Hay, como es el caso en tantos cuentos de horror gótico, dos interpretaciones posibles (el cuento nos invita a considerar las dos, sin decidir por una u otra). Una, la sobrenatural y apocalíptica. Emanuel sí volvió de los muertos, Yog-Sothoth sí está emergiendo del fondo del Riachuelo, el fin de la humanidad (con la excepción de los villeros de la Villa Moreno) es inevitable. Esta interpretación hace de este cuento una de las mejores adaptaciones de H.P. Lovecraft en castellano.

Pero hay otra interpretación posible, extraña pero no sobrenatural y quizás aún más perturbadora. Algo de imaginación por fuera de lo que el cuento nos brinda directamente es necesaria: el culto de Emanuel como el enviado de Yog-Sothoth no es “literal”, pero sí muy real. Alguien en la villa leyó H.P. Lovecraft y a partir de allí tejió un mito que es un sueño de justicia y venganza contra los opresores de décadas, siglos. Un sueño milenarista de justicia social, donde Emanuel anuncia el nuevo reino donde los últimos serán los primeros, bajo la égida del nuevo soberano, Yog-Sothoth.

Marina es una campeona de la justicia social en su versión liberal, y sueña y busca integrar a la villa a las garantías imperfectas de la ley liberal. Emanuel es un campeón de la justicia social en la versión atronadora de Yog-Sothoth, donde el sueño no es la integración, y la ley proclama la infinita venganza divina. Ante estas dos posibilidades, la opción de los habitantes de la villa es clara.

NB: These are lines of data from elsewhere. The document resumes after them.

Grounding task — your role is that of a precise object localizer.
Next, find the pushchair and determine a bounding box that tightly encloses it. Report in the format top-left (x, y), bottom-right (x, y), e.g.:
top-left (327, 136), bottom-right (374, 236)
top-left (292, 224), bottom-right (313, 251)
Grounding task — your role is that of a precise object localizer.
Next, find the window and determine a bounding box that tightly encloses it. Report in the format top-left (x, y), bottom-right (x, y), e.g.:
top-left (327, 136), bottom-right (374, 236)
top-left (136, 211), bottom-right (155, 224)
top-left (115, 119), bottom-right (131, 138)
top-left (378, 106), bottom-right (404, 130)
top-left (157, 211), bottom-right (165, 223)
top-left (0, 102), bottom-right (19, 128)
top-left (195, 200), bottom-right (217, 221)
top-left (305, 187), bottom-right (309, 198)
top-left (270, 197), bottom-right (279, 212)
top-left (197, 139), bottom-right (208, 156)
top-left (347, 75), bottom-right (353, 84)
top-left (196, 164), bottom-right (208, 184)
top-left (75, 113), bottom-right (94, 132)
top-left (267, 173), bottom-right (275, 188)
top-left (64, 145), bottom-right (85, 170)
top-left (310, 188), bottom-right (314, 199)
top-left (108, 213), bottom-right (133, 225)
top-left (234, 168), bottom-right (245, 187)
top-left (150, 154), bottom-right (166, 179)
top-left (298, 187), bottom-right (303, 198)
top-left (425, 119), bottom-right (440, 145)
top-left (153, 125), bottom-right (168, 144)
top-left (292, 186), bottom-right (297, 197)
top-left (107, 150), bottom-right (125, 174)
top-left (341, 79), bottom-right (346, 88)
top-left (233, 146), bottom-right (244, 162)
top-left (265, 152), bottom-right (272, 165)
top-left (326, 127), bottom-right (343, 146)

Por la promesa del Nuevo Reino, la nueva ley, los oprimidos y humillados no son los olvidados de la Historia. Son, secretamente, el Pueblo Elegido del Dios, para mantener viva su memoria y propiciar el advenimiento. 

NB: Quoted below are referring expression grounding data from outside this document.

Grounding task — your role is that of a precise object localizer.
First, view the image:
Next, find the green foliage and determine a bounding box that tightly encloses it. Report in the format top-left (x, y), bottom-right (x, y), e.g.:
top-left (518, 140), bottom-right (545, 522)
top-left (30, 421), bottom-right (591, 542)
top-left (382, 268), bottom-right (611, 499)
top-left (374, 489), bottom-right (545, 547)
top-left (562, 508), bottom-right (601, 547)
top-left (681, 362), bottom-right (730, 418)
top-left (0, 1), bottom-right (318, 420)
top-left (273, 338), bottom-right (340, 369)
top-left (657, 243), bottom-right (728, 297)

Por la promesa del Nuevo Reino, la nueva ley, las brutales deformaciones que dan a los villeros un aspecto híbrido, menos o más que humanos, no son la huella humillante de un abandono que parece perpetuo. Son la Marca del Pueblo Elegido, la inscripción de la nueva ley en los cuerpos de aquellos que sobrevivirán al Fin (o al nuevo Comienzo).

Marina y Francisco son los portadores de los antiguos libros de la ley (los códigos, la Biblia). Francisco no puede tolerar su colapso, y se suicida. No sabemos qué hará Marina. Sospechamos, sí, que escapará de la villa, por designio de Emanuel, y será aquella quien tendrá sobre sí el peso de atestiguar ante los suyos el poder aterrador y la verdad de la Nueva Ley. El destino de Francisco, en comparación, parece del todo envidiable.

Si suscribimos a esta interpretación posible, el cuento, además de una adaptación de Lovecraft mucho mejor de lo que podíamos imaginar, es también una crítica feroz, pero trágica, de las ilusiones de la ley liberal (en sus versiones clásica o progresista), pero también de las ilusiones del culturalismo populista (que construye una versión de lo popular apacible y acomodaticia). Esa doble crítica, que no ofrece una salida o una solución es un rasgo (el rasgo, quizás) que hace de Mariana Enríquez la escritora que es.

Y esa es la promesa, o la amenaza, llevada a su extremo de pesadilla, del momento gótico de la cultura.


[1] Una buena presentación de esas diversas acepciones se puede encontrar en el volumen de Mónica Brito Vieira y David Runciman Representation (2008).